Figure 3. Transcriptional neoantigen depletion.

(A) The patient-level number of clonal and subclonal expressed neoantigens is shown. The fraction of clonal neoantigens that are ubiquitously detected is plotted below. The immune class is provided as high (red), low (blue), or heterogeneous (orange). (B) The fraction of clonal neoantigens that are ubiquitously detected in every region is plotted by immune classification of the tumor (n=63). Minima and maxima indicated by extreme points of boxplot. Median indicated by thick horizontal line. First and third quartiles indicated by box edges. A two-sided Wilcoxon rank-sum test is used. (C) The odds ratio and 95% CI of transcriptional neoantigen depletion is shown, calculated with Fisher’s exact test. Values <1 indicate that putative neoantigens are less likely to be expressed as compared to non-synonymous mutations that are not putative neoantigens. Tumors are plotted by HLA LOH status and immune classification. (D) The odds ratio and 95% CI of a neoantigen occurring in a gene that is consistently expressed among TCGA NSCLC tumors is shown, calculated with Fisher’s exact test. (E) CpG-methylation patterns across the LAMB1 promoter in tumor samples CRUK0057:R1 and CRUK0002:R1 and their matched normals. The locus encodes two non-expressed neoantigens and exhibits hypermethylation in CRUK0057:R1. The purity/ploidy-matched unmutated control sample CRUK0002:R1 shows no differential methylation. (F-H) Numbers of (non)-hypermethylated gene promoters for (F) expressed vs. non-expressed neoantigens, (G) non-expressed neoantigens vs. the same genes in purity/ploidy-matched controls and (H) non-expressed neoantigens vs. the same genes in purity/ploidy-matched controls. Odds ratios (OR) and p-values (χ²-test) are shown for each comparison. No corrections were made for multiple comparisons.

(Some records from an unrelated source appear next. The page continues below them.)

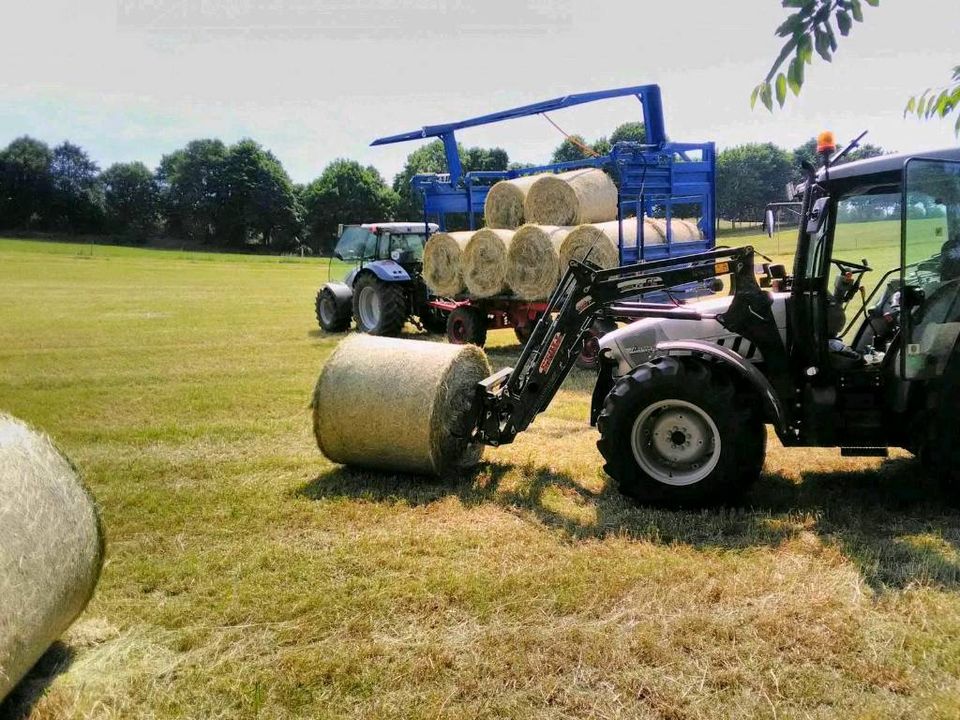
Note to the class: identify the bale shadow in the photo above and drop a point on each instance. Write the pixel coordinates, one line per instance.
(893, 523)
(21, 701)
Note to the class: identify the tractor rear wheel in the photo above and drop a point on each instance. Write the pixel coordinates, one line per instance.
(675, 433)
(333, 316)
(467, 325)
(380, 308)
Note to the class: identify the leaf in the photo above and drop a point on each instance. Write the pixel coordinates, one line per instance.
(781, 89)
(822, 43)
(795, 75)
(844, 22)
(766, 96)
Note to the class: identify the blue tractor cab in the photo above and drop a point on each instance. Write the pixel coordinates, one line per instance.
(385, 288)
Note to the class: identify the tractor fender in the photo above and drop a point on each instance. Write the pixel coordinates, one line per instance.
(773, 409)
(342, 292)
(386, 270)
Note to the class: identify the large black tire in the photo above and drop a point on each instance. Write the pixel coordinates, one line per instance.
(379, 308)
(332, 316)
(467, 325)
(676, 433)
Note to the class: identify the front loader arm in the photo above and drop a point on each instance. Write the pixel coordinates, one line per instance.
(509, 400)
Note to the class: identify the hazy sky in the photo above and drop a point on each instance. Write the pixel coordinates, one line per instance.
(317, 79)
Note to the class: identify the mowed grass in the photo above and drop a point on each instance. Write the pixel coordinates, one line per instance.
(247, 577)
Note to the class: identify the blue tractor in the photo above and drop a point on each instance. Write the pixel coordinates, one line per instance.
(385, 289)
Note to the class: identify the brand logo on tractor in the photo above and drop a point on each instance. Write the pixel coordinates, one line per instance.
(641, 283)
(551, 352)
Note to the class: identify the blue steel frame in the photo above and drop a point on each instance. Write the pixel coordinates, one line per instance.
(658, 174)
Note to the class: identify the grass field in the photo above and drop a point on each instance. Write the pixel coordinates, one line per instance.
(247, 577)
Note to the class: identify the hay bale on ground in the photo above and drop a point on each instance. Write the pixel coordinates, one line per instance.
(571, 198)
(399, 405)
(503, 207)
(484, 262)
(442, 257)
(533, 261)
(51, 548)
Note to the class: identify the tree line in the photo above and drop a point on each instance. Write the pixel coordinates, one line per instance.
(239, 196)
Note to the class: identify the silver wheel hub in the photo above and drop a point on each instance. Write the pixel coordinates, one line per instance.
(675, 442)
(368, 306)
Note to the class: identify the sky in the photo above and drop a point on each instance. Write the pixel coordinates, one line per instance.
(314, 80)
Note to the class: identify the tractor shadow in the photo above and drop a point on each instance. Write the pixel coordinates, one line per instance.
(893, 523)
(23, 698)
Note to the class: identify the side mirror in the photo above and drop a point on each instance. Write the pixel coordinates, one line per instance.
(768, 222)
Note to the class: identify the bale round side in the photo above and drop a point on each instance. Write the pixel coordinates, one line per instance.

Figure 4. Immune evasion capacity in early-stage non-treated NSCLC.

(A-B) The number of clonal and subclonal neoantigens found in the tumor region, immune cluster, patient prognosis, immunoediting classification, HLA LOH status, and antigen presentation defects are plotted for every tumor region for each tumor. Patients are split according to their immune evasion capacity. (C) Immune evasion capacity is determined by the level of immune infiltration and presence of immune escape mechanisms. Patients whose tumors have low immune evasion capacity have prolonged disease-free survival times. (D) A Kaplan Meier curve is shown for tumors with low clonal neoantigen burden (lowest three quartiles) split by their immune evasion capacity. (E) A Kaplan Meier curve is shown that combines clonal neoantigen load (upper quartile) and immune evasion capacity. For all survival curves, the number of patients in each group for every time point is indicated below the time point and significance is determined using a two-sided log-rank test.